October 12, 2010. Denpasar (KATAKAMI / THE JAKARTA GLOBE) --- In emotional scenes, about 100 relatives and friends of the victims of the 2002 Bali Bombings gathered at the monument that marks the location of the deadly terrorist attacks to remember their loved ones on Tuesday.
Many of those gathered for the solemn ceremony were members of Yayasan Isana Dewata, an association comprised of people who lost loved ones in the Oct. 12 attacks.
Many, including Ni Nyoman Rencini, wept openly. Her husband, a local travel agent, was waiting for a customer on Jalan Legian, Kuta, when he was killed.
“I have tried to let go and move on with my life,” she sobbed. “The only thing that matters to me now is how to keep on working and earning enough to raise my children.

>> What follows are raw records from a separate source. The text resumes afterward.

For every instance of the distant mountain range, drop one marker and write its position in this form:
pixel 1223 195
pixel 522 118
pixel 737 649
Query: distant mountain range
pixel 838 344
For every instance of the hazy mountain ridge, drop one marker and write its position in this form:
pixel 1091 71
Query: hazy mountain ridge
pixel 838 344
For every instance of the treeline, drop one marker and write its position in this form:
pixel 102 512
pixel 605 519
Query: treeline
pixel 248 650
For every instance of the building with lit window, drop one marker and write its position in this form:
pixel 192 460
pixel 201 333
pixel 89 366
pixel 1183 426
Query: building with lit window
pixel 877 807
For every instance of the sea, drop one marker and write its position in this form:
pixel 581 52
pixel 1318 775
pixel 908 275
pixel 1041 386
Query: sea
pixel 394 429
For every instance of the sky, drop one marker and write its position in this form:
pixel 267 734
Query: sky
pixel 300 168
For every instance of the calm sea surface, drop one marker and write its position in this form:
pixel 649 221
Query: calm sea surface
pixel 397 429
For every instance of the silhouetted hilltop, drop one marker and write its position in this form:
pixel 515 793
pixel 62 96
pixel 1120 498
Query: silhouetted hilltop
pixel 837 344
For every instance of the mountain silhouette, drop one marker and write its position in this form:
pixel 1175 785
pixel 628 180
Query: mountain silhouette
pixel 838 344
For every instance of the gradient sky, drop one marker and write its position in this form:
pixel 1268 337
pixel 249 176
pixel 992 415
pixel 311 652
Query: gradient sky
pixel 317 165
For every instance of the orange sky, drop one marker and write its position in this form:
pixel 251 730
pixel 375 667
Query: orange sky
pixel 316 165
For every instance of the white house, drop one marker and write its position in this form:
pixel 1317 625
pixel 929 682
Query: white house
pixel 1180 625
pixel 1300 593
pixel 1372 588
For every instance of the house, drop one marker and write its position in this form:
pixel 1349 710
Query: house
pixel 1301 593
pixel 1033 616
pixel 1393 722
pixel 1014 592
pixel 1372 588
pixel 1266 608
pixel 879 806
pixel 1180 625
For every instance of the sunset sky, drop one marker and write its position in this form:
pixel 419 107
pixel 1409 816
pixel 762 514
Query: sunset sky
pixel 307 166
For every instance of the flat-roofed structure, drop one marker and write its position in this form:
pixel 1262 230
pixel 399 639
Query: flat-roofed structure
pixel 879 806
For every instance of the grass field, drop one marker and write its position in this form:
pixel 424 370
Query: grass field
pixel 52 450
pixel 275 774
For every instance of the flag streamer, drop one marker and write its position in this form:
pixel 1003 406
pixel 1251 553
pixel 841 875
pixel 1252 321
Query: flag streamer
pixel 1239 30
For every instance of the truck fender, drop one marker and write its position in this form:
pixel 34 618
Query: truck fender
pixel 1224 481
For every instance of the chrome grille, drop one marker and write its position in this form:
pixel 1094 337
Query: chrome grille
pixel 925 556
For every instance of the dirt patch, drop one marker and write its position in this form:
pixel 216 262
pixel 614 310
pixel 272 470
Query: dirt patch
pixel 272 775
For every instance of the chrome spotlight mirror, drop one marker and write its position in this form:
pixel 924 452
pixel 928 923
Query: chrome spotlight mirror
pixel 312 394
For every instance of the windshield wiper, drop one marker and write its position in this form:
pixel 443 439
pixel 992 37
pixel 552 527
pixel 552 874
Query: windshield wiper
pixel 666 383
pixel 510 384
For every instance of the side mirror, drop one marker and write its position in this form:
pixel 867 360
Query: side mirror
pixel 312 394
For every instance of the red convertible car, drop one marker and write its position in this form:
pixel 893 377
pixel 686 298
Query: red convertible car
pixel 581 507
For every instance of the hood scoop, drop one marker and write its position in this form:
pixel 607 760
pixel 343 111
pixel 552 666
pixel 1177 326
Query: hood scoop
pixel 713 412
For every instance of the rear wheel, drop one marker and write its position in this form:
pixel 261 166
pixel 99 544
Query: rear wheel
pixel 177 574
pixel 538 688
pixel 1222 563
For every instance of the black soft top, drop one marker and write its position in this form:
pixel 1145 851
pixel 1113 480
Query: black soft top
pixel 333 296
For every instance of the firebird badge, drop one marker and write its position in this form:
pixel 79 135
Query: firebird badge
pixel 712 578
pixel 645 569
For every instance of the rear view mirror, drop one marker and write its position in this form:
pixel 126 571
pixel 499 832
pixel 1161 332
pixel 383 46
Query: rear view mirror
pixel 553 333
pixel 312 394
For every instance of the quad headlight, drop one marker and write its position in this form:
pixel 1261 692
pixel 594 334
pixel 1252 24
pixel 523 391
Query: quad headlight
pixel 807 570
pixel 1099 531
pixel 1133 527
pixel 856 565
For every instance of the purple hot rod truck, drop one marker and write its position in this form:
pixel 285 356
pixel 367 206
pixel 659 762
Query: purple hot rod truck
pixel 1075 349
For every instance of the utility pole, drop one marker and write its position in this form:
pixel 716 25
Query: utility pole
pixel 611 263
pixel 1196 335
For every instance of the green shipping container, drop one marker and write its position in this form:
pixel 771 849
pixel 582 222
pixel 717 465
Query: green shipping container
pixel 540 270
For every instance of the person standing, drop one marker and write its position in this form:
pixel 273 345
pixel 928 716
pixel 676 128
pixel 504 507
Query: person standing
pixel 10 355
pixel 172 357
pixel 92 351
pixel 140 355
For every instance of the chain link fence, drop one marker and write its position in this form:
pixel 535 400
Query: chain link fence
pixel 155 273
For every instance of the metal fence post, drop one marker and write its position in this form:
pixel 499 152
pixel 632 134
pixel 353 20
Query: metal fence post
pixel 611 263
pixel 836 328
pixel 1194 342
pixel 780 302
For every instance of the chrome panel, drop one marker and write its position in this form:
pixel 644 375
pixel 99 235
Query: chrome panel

But no matter how hard I try, I still can’t forget what happened, especially during the yearly commemoration,” she said.
About 80 foreign dignitaries, meanwhile, and friends or family of the victims of the bombing gathered at Australia’s Consulate-General in Bali to commemorate the eight anniversary of the attacks.
Melinda Rio, an Australian counsel, told the Jakarta Globe that the ceremony was held in the memorial gardens of the Consulate-General lasted 30 minutes
The ceremony featured representatives from a number of foreign nations who lost citizens in the devastating terrorist attacks — including New Zealand, Poland, Japan, Switzerland, the United States, Great Britain, Canada, Brazil, Denmark, Italy and Germany — as well as Australia and Indonesia.
Acting Australian Consul-General Brent Hall and Bali Governor Made Mangku Pastika, representing countries that respectively lost 88 and 38 citizens in the suicide attacks, laid a commemorative wreath together, before the remaining country representatives and friends and family members of those who lost loved ones followed.
In eastern Sydney, meanwhile, there were emotional scenes as a memorial wall listing the 43 victims from the state of New South Wales was unveiled at the Bali Memorial in Dolphins Point at Coogee.
Six of those lost were members of the Coogee Dolphins Rugby League Club.
NSW Premier Kristina Keneally was quoted by the Australian Associated Press as saying that the Bali victims were innocent people.
“The victims of this atrocity were not soldiers, they had not gone to fight a declared enemy,” she said. “The innocence of those victims [and the] benign and harmless reasons for them being where they are, when they were, only underscores the savagery of those people who took their lives.”